I look like all the characters I paint and my pictures all hang from my mustache. In the same way, Coco was bobbed hair, costume jewelry, black tailored suits, sweaters, suntan, white pajamas. Her existence too was an uninterrupted monologue in which she told everything, and the disorder of her existence became a magical stability. To go into her salon was to discover the Surrealist Golconda. The first time she invited me, I immediately recognized who she was. In the midst of her mother-of-pearls, the ebonies, golds, crystals, masks, mirrors, perfumes, in which lions, does, and a charging wild boar were her mythological flock, Coco Chanel, never without a hat on her head, smoking incessantly, talked, talked, talked – imperious, innocent, terrifying.

She would say, “Celebrity is loneliness, isn’t it, Dalí?”

“People like us don’t need advice; we need approval.”

“My friends, there’s no such thing as friends.” In which she was not mistaken, since to me being incapable of friendship is my pet luxury!

She would say, “People with a legend end up being like their legend, so as to reinforce their own celebrity.”

And that was how she had manufactured everything she had: family, childhood, age, and even her given name.

My paranoiac-critical mind in its genius perfectly understood Coco Chanel, who had suffered from being ill-loved. Her father had betrayed her after her mother’s death, allowing her to believe he was preparing a new home for her in the South, when he was leaving the same day for the Americas, never to return.
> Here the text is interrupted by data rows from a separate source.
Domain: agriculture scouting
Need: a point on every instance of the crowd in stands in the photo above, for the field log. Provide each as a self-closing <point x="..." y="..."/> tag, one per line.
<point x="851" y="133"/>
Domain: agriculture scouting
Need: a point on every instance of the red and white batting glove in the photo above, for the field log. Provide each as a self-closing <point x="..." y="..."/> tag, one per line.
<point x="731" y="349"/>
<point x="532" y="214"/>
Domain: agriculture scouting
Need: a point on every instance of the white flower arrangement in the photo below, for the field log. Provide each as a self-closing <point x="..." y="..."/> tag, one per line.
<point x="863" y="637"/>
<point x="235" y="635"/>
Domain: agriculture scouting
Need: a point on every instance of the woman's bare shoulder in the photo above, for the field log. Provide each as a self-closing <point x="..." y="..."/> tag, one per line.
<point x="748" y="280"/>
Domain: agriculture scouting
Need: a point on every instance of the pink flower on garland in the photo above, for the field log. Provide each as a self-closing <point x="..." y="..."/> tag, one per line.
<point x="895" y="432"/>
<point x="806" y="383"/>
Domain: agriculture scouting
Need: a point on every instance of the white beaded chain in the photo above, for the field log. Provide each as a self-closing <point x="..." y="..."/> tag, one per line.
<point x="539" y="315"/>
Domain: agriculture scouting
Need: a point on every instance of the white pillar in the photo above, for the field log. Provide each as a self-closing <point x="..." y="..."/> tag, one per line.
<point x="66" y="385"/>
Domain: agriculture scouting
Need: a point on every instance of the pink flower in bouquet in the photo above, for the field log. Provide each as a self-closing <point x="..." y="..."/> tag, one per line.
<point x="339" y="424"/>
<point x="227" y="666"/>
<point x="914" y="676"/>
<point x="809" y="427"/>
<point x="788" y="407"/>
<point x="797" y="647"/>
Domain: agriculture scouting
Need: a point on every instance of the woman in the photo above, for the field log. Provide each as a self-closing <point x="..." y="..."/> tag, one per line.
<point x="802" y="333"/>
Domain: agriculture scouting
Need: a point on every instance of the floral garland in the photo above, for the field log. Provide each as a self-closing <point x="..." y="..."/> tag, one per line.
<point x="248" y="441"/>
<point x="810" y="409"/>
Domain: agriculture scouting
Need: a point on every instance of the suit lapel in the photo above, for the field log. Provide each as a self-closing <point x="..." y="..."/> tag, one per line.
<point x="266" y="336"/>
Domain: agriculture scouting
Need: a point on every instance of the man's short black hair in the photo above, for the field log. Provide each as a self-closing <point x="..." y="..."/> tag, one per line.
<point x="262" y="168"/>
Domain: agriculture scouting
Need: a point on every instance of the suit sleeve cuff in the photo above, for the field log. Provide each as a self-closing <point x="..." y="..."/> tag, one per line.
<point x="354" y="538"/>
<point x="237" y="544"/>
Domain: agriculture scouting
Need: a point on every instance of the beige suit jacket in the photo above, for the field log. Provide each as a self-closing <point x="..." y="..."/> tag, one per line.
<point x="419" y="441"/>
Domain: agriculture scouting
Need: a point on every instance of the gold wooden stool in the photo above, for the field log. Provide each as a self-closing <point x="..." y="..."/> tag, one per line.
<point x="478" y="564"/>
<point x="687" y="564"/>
From that day forward, she was never again to trust a man. She read cheap romances from which she could borrow a different family and imagine herself a heroine. At twenty, she was swept off her feet by a rich, titled lieutenant of the hussars, who took her to Paris. She made an entry at Maxim’s and made friends with Emilienne d’Alençon, one of her handsome horseman’s official mistresses. Humiliated, she looked daggers at those corseted, proud-busted beauties of the night who ruled over bodies and hearts, sweeping the dust with their long-trained gowns and dancing with wide wiggling of their arses, on their high heels. It was
against
them
that she first invented the men’s felt hat with split crown, one rim down and the other up;
against them
and their sexy plumed hats that she created this new fashion that was launched by the actress Gabrielle Dorziat.
Against them,
too, like a bomb she exploded her fashions of the tailored suit, the knit frock, reducing them to
nothing. 
She had known how to turn every event of her existence to her advantage so as to grow ever more important.

“I was able to open a high fashion shop,” she said, “because two gentlemen were out-bidding each other for my hot little body.” In the paranoiac Parthenon, she deserves a special mention.